Want – citeerde ik De Boer zojuist – daar zit geen opgaande lijn in. Dat is geen groot verhaal, waar je geen speld tussen kunt krijgen. De meesters van de argwaan hebben er zo’n invloed op dat ik er nog regelmatig aan twijfel of ik het met die transcenderende ervaringen wel goed zie. Daarom vertel ik mijn kleine verhaal; telkens opnieuw; in nieuwe vormen en met nieuwe inhoud. Daarmee bewijs ik God niet, maar ik hoop en bid dat ze anderen aan het denken zetten; dat ze ook anderen tot verantwoordelijkheid brengen; want – geloof ik nog steeds – dat zou de wereld een stuk leefbaarder maken dan het individuele en eenzame ieder voor zichzelf. Zo – en niet anders; meer kan ik er niet van maken – is christendom verweven met ethiek. De ander vraagt mij, hij vertelt mij zijn kleine verhaal, ik luister en laat hem de ruimte; soms ten koste van mezelf. Zo – en niet anders – ontmoet ik God; of beter gezegd: Hij ontmoet mij. Zo – en niet anders – geloof ik er wel in dat God aan mij doet, dat hij mij te denken geeft en aan het denken zet, maar dat het er dus vooral op aankomt dat ik antwoord geef op Zijn verhaal.
God is geen laatste reddingsboei, waar ik me in laatste nood aan vast kan grijpen; om hem weer los te laten, als ik andere vaste grond onder m’n voeten voel. Die vaste grond is er niet.
Pink Floyd zong daar in 1979 het treffende lied ‘The Thin Ice’ over:
… If you should go skating
On the thin ice of modern life
Dragging behind you the silent reproach
Of a million tear stained eyes
Don’t be surprised, when a crack in the ice
Appears under your feet
You slip out of your depth and out of your mind
With your fear flowing out behind you
As you claw the thin ice
En Freek de Jonge zong ooit het mooie lied ‘Denken’ (samen met The Nits onder de naam Frits) waarin hij de stelling verdedigt dat dat denken niet alleen geweldig, maar ook gewelddadig is. Ze kan de god van de filosofen maken of breken en Kuitert c.s. hebben hem gebroken. Denken maakt meer kapot dan me lief is, zeg maar. Denkend wordt het ‘m niet, maar als ik dit beheersende denken loslaat openen zich nieuwe werelden en wordt ik overweldigd; als het God uitkomt.

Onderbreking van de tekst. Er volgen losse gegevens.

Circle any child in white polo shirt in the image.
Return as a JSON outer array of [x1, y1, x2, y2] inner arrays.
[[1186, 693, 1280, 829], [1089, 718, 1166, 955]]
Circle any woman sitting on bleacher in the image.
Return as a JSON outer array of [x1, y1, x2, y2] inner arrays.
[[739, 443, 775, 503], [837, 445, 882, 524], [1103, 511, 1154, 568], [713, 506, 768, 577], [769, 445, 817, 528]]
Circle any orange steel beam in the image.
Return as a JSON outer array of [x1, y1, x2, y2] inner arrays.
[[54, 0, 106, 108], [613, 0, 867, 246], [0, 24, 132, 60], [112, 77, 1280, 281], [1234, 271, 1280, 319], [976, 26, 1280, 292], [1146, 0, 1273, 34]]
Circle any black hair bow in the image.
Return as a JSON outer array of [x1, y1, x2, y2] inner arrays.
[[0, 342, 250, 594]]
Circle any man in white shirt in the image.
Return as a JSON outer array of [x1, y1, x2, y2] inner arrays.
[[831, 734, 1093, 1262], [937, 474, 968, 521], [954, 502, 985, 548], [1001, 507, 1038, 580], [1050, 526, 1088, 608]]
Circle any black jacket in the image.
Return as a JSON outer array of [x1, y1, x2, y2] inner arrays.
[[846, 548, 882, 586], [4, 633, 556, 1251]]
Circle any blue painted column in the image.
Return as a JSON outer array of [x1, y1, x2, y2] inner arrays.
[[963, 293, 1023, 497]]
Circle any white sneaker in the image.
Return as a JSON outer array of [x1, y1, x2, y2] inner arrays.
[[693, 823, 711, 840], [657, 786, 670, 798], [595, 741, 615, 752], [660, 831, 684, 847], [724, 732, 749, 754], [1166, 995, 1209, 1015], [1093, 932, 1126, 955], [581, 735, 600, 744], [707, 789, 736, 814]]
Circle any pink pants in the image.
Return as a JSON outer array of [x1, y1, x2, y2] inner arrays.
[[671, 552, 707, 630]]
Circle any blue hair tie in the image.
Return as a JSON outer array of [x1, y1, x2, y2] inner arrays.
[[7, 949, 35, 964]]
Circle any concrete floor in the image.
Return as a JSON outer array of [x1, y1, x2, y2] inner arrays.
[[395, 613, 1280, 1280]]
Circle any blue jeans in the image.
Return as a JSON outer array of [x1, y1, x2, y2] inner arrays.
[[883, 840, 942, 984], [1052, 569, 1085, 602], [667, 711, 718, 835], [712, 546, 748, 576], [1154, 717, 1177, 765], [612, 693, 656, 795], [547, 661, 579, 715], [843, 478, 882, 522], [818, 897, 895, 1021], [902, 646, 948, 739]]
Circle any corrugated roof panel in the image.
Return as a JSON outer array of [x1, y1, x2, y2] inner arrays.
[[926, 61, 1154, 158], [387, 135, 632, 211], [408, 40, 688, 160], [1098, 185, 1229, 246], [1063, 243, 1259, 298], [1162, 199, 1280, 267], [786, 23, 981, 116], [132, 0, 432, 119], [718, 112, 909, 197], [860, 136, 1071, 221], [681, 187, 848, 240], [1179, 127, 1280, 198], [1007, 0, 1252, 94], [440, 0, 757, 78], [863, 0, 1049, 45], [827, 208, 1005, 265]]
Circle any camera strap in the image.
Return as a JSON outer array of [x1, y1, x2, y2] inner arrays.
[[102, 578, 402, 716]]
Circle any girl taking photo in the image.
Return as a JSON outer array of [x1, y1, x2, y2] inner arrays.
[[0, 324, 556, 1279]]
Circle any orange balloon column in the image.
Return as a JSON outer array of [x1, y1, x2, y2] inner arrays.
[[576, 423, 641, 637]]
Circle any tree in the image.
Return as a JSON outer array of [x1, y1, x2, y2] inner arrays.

Denken hoeft niet gewelddadig te zijn. In 1993 – toen ik het boek van De Boer voor het eerst las – bleef het bij vragen of God er misschien iets mee te maken had; met bijvoorbeeld de dood van een vriend. Denkend heb ik god toen afgevoerd, want betalen voor het kaartje voor zo’n voorstelling (a la Karamazov van Dostojevski)? Dat weigerde ik. Dankzij De Boer ontdekte ik toen (zoals ik het ook ontdekte bij Levinas en vandaag weer bij Karl Barth) dat ik niet kijk naar de voorstelling van het leven, maar dat er actief in deel kan nemen en aan bij kan dragen.
Op die manier – en niet anders; meer kan ik er niet van maken – vertel ik mijn kleine verhaal; elke dag opnieuw; telkens anders; hopelijk bezielend; in ieder geval vertrouwend dat God het goed zal maken!
P.S.: Eerder – in 1993 – schreef ik over het boek van De Boer een veel uitgebreider artikel in ‘De Civitate‘.